The Most Disgusting Picture Ever

True confession:  As I am prone to do every semester, I have once again tarnished the innocence of young adults by forcing a group of students to look at this particular photo.  It is, I am told, “the most disgusting picture ever.”  If you can stand it, here it is:

A woman with hair under her armpits

It turns out that my students’ near ubiquitous sense of disgust with this image is not unique, for scholar Breanne Fahs has recently shown that despite many women’s nonchalant attitudes towards underarm and other body hair as mere “personal choice” when discussed hypothetically, a diverse group of her female students who opted to forego hair removal as part of an in-class experiment reported almost universal feelings of social pressure, helplessness, disgust, and anger, not only in the way that they felt about themselves, but also in the way that their families and peers treated them.

There have been ample articles written about the history of hair removal, not to mention how the Western preoccupation with relatively hairless women came about (if we’re looking at specific trends, it appears that shortened hemlines and sleeveless clothing had something to do with it).  But knowing why a certain body modification came into vogue is not the same as discussing its social ramifications or how those dynamics work, so my interest here is not to discuss whether this “really” is disgusting, nor to provoke arguments on the relative merits (or lack thereof) of body hair. Rather, my interest lies in asking about our tolerance of the boundaries of the category “natural.”

What intrigues me about this photo is the manner in which it typifies Candace West and Don Zimmerman’s remark that when one transcends a gender boundary, the artificiality of that boundary is rarely interrogated or noticed, but the person who transgressed it is. To put it differently, the common reaction to this photo is not that our standards about underarm hair are strange or unnecessary, but that this particular woman’s choice to sport underarm hair is what is strange and unnecessary.
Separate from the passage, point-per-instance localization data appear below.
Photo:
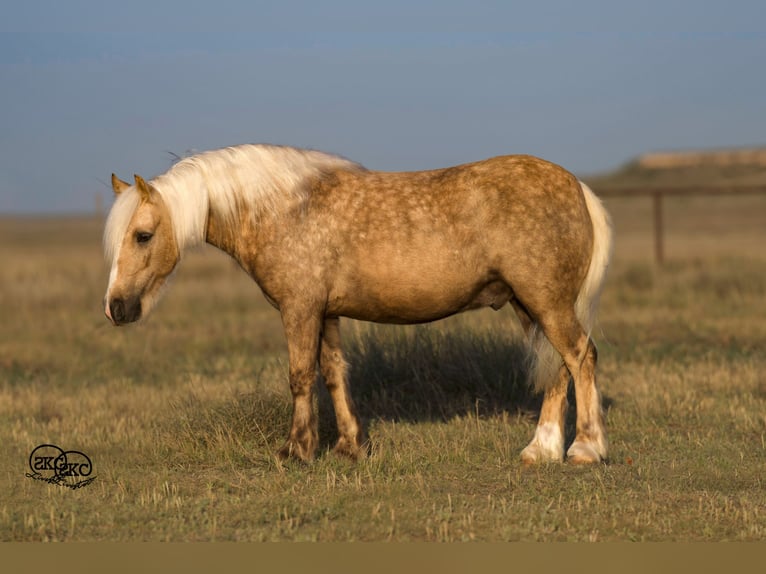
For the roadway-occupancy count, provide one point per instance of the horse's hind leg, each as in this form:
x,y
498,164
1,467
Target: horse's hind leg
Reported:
x,y
351,440
548,442
579,354
590,444
302,328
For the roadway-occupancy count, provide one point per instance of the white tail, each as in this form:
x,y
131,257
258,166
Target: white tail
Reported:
x,y
545,360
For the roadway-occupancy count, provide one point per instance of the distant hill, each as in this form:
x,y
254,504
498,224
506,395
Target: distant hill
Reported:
x,y
722,167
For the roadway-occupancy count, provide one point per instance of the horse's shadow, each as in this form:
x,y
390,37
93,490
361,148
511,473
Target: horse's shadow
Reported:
x,y
423,373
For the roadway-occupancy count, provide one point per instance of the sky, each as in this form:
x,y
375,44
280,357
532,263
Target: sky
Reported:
x,y
88,88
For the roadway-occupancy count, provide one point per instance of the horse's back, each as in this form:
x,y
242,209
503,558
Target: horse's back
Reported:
x,y
412,246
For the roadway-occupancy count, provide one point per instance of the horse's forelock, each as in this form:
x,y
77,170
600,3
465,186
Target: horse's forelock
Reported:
x,y
118,222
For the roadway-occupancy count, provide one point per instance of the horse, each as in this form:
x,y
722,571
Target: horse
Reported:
x,y
324,238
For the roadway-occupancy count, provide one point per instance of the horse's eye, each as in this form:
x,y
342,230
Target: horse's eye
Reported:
x,y
143,236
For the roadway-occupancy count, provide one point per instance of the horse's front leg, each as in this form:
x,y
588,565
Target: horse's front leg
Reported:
x,y
351,439
302,330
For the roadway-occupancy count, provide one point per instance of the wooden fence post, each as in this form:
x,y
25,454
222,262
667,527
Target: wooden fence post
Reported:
x,y
659,246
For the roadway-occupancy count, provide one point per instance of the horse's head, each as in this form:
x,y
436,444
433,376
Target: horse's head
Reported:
x,y
140,247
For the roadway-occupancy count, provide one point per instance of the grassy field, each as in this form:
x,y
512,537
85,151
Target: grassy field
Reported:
x,y
181,415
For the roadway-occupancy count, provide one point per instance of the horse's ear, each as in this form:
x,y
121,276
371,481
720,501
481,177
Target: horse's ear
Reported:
x,y
143,188
118,185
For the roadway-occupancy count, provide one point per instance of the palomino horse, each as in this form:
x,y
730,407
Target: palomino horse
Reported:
x,y
325,238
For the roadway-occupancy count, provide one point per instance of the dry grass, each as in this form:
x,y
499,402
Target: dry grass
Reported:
x,y
181,415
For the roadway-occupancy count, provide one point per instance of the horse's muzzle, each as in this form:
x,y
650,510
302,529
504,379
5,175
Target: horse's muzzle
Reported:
x,y
122,311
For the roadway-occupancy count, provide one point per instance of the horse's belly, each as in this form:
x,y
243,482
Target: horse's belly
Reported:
x,y
418,298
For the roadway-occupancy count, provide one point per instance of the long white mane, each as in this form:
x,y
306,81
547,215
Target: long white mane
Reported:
x,y
264,178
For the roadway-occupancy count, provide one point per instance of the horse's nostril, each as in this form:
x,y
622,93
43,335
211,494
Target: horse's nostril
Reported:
x,y
117,309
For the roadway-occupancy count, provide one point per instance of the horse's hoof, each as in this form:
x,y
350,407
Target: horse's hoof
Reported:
x,y
293,451
351,450
535,454
583,453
So while there have been numerous popular commentators who have asked why adult women’s body hair drives a rather common cultural revulsion, what is often missing from those discussions is a realistic look at the dynamics that shape disgust in the first place. As Julia Kristeva reminds us, that which is disgusting is not self-evident; it must be taught and then emotionally cultivated. Like any other social preference, the degree of our disgust typically reflects the degree to which the act or artifact challenges the power-based structures that invisibly define our lives.

In this sense, despite American culture’s current love affair with all things “natural,” there are certain forms of “natural” that transgress other social codes that are otherwise considered inviolable, even if we are unconscious of their presence. Let’s consider for a moment that a woman’s shaven body is seen as particularly “feminine” in part because it signifies difference from men (who can generally wear their body hair without judgement), but also for its similarity with children, in the sense that children are, generally speaking, the only other relatively hairless humans around. A very long line of social critics have pointed out that everything from the grouping of “women and children” together in emergencies to the continued popularity of the sexy schoolgirl motif has not only, in the case of the former, likened women to weak and innocent children, but in the latter, also sexualized them precisely because of their comparative weakness.

While few of us may overtly associate this disgust with body hair with the concurrent infantilization and sexualization of women, one of the most important social principles to recognize is that just because we are not consicous of the roots of the social dynamics that define us does not mean that they are not at work.

In other words, I don’t have to know the history of how Western women have been deemed sexually desirable in order for the connections of “hair,” “female,” and “disgusting” to make an impact on my life. As Fahs puts it, “…body hair is a ‘‘gateway drug’’ into topics that carry loftier and more serious consequences for women,” for if the personal is always the political in the sense that there is no individual untouched by society, then we physically become society’s mirror reflection, what Susan Bordo has called the process by which “the body becomes the medium of culture.”

This is why I have great sympthy for Fahs’ position that discussions about body hair are neither silly nor less important than other gripping issues, since diminishing them as such is yet another method to render society’s forces invisible. As Fahs concludes:

… Body hair represents an avenue into tougher and more painful discussions about gender, bodies, power, social control, invisibility of patriarchy, the fusions between heterosexism and sexism (seen vividly in men’s and family members’ reactions to women’s body hair), and overlaps among classism, racism, ageism, homophobia, and sexism. In the classroom, body hair opens doors to rich discussions about intersectionality (e.g., ‘‘My mother tells me I’m a ‘dirty Mexican’ when I have leg hair’’), privilege (‘‘My hair is blond, yours is black, so we’re already dealing with different things at stake’’), misogyny (‘‘My boyfriend said I need his permission to grow my body hair’’), power (‘‘How can I be a radical if I can’t even grow body hair?’’), and the internalization of oppression (‘‘Even though no one says anything, I feel disgusting when I have armpit hair’’). Conversations about body hair hold up a mirror to otherwise unseen aspects of gender and sexuality, making the seemingly benign (‘‘fluffy tufts,’’ ‘‘fuzzy patches’’) suddenly endowed with the power to unsettle and transform.

 

2 Replies to “The Most Disgusting Picture Ever”

  1. One of the benefits of reading SF prepubescence is developing a pretty sturdy sense of the arbitrariness of cultural conventions. Perhaps that (SF) should be an essential part of school curricula; at 9, folks should be able to figure these kinds of things out.

  2. Wonder if these kids realize that aversion to body hair is largely a white – and Asian – thing. African Americans and a whole lot of Latinos aren’t bothered by it one bit.